Physics II Class 01/27

Physics II Quiz 01/27/03

Quiz

Consider the system indicated below.

• If we have an unlimited supply of thermal energy, is it possible to continue adding thermal energy to the gas in the closed system until we have lifted as much water as we desire, no matter how much we might wish to lift?  If not explain why not.

The expansion of the gas is limited by the max temperature of the thermal energy source.

Once we get to max expansion we gotta cool off again if we want to pump more water.
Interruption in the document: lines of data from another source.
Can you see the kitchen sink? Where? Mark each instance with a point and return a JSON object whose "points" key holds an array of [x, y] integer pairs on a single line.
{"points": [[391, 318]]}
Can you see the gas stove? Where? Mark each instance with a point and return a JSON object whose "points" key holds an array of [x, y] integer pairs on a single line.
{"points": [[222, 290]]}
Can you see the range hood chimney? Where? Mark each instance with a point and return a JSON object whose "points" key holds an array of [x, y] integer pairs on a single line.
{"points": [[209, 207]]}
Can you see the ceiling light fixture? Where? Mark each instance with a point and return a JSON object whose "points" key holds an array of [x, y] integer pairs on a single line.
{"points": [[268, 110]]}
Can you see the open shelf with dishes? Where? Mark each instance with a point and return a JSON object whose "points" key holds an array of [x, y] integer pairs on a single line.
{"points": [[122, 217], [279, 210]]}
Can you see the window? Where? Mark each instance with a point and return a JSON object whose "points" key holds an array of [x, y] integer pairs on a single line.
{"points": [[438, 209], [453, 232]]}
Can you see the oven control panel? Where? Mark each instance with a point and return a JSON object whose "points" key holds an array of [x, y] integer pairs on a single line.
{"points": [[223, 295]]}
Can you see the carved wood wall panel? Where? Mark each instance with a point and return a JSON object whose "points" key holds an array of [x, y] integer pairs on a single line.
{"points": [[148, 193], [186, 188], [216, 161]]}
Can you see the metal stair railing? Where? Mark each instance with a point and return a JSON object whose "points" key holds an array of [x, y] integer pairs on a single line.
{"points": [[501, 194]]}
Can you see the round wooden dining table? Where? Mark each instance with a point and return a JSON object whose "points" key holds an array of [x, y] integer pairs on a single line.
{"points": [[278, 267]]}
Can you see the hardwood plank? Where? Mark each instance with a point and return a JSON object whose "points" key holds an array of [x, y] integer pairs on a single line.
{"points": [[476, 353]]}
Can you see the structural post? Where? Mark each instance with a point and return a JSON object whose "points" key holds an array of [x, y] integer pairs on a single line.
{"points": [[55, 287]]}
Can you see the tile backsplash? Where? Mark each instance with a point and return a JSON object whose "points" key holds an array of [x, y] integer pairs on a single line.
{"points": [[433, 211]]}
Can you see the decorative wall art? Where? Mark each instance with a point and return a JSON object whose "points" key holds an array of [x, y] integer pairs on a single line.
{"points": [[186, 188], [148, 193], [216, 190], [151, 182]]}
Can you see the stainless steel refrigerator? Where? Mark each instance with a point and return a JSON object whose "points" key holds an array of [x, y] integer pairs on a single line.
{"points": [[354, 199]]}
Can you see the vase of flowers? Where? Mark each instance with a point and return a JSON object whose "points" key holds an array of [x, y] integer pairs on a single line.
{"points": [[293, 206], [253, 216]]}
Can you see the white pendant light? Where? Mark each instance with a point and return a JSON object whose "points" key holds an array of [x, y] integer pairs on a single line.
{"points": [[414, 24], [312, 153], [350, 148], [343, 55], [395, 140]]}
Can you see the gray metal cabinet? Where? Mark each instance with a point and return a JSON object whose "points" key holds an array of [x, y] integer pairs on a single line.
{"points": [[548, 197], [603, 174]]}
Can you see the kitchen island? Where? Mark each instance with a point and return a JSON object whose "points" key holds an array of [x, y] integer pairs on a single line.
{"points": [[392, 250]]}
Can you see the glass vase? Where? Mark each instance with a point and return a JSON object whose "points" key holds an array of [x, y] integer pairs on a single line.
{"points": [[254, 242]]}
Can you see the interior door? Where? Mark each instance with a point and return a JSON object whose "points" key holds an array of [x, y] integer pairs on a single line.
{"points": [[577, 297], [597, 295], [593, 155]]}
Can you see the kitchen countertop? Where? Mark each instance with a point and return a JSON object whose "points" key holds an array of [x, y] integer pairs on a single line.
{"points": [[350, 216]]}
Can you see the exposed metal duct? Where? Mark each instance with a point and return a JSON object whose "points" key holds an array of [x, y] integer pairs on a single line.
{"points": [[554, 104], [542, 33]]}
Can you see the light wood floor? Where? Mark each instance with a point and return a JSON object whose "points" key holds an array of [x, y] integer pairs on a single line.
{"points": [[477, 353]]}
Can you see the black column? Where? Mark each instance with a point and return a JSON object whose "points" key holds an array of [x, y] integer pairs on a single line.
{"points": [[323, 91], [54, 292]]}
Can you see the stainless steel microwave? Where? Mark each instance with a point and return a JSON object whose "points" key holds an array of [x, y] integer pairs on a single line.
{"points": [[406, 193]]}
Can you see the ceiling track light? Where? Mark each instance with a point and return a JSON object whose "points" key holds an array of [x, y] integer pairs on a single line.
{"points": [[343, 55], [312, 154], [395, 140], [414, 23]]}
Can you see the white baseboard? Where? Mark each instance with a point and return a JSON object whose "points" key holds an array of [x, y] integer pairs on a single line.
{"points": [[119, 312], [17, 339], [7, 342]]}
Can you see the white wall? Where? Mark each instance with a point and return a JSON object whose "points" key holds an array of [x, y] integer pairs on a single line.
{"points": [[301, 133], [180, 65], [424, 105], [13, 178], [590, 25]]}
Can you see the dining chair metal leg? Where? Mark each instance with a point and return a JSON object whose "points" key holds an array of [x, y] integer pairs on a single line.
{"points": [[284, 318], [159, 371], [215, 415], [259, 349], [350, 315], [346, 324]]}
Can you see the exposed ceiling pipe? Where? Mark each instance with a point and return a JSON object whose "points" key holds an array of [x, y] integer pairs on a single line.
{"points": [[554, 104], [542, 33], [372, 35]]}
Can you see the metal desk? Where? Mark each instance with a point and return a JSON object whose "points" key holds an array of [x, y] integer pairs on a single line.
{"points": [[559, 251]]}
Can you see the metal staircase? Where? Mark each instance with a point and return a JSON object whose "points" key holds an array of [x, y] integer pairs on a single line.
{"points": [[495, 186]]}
• Suppose the graph at lower right represents pressure P vs. volume V of the air in the system.  Assume that the vertical tube is very thin.  Starting with the system at atmospheric pressure, and continuing until a substantial amount of water has been lifted, what would a graph of P vs. V look like?
• Explain what happens to the thermal energy added to the system, both during the phase where water rises in the tube and during the phase when water exits the top of the tube..

We see that when thermal energy is put into this system in the specified manner the result is that mechanical work is done by the system and thermal energy is taken from the system in the cooling process.

To better understand the system, and so that it will be possible to analyze the energy exchanges that take place, we must understand more precisely what happens to the energy that goes into the system and how the system is affected.

We begin by considering a closed container containing N 'billiard-ball' particles each of mass m, with all particles stationary.  This corresponds to an initial state with no thermal energy; we say that the system is initially at absolute zero with respect to thermal energy.

We think of adding a quantity Q of thermal energy.  

• This makes the total thermal energy of the system U = Q.  Note that we use U to stand for the total internal energy of the system.
• The thermal energy will on the average be distributed equally between the particles so that, on the average, each particle has thermal energy Q / N (or, using U for total internal energy, U / N).

It follows that on the average the velocity of a particle is v = sqrt( 2 U / (m * N ) ).

We will see that knowing the average velocity of a particle and the volume of the container we can find the average pressure exerted by the molecules.

From the Introductory Problem Sets you are familiar with the fact that a single particle of mass m bounding back and forth between walls C and B of a container with velocity vx will exert force Fave = 2 * KEx / L on wall C.

If there are many molecules in the container they will collide with one another and on the average the x, y and z velocities will be equal, with vAve^2 = vxAve^2 + vyAve^2 + vzAve^2.  

• It follows that vxAve^2 = vyAve^2 = vzAve^2 = 1/3  vAve^2.
• From this it follows that KExAve = 1/3 KEave, where KEave is the average KE of a particle in the system.

We therefore conclude that the force Fave exerted by a single particle is 2/3 KEave / L.

• If the cross-sectional area of the container, in the direction perpendicular to the x direction, is A then the average pressure exerted by that particle is Pave = Fave / A = 2 KEave / V.
• The total pressure exerted by N molecules is therefore Ptotal = N * 2/3 KEave / V = 2/3 * N * KEave / V.

Since KEave = U / N we can rewrite this as

• Ptotal = 2/3 * U / V.

Rearranging these relationships we have

• P V = 2/3 * N * KEave  and
• P V = 2/3 * U.

Since PV = n R T = N k T, with n, N, R and k as indicated below, it follows that 

• T = 2/3 * KEave / k and that
• KEave = 3/2 k T,

where KEave is the average KE of a particle.

For example, if 1 amu = 1.7 * 10^-27 kg, what is the ave velocity of this particle at T = 300 K?

We have KEave = 3/2 k T so

.5 mvAve^2 = 3/2 k T and

vAve = sqrt(3 k T / m) = sqrt((3 * 1.38 * 10^-23 J / (particle K) * 300 K ) / (1.7 * 10^-27 kg) ) = sqrt(7.2 * 10^6 m^2/s^2) = 2700 m/s.  

The mass of an atom is the number of amu's equal to its atomic mass number.  The atomic mass number of oxygen is 16.  What would be the average velocity of a single oxygen molecule at 300 K?

• Noting that v = sqrt( 3 k T / m) and that m = 1 amu implies velocity around 2700 m/s, we conclude that m = 16 amu would result in sqrt(1/16) = 1/4 the average velocity of a 1 amu particle, or 1/4 * 2700 m/s = 675 m/s.

Oxygen isn't normally monatomic.  What is the average KE of a diatomic oxygen molecule?

• A diatomic oxygen molecule has m = 32 amu, so its ave velocity will be sqrt(1/32) = 1 / (4 sqrt(2) ) = .17, approx., the ave velocity of a 1 amu particle.  This gives us an estimate of about 2700 m/s * .17 = 470 m/s.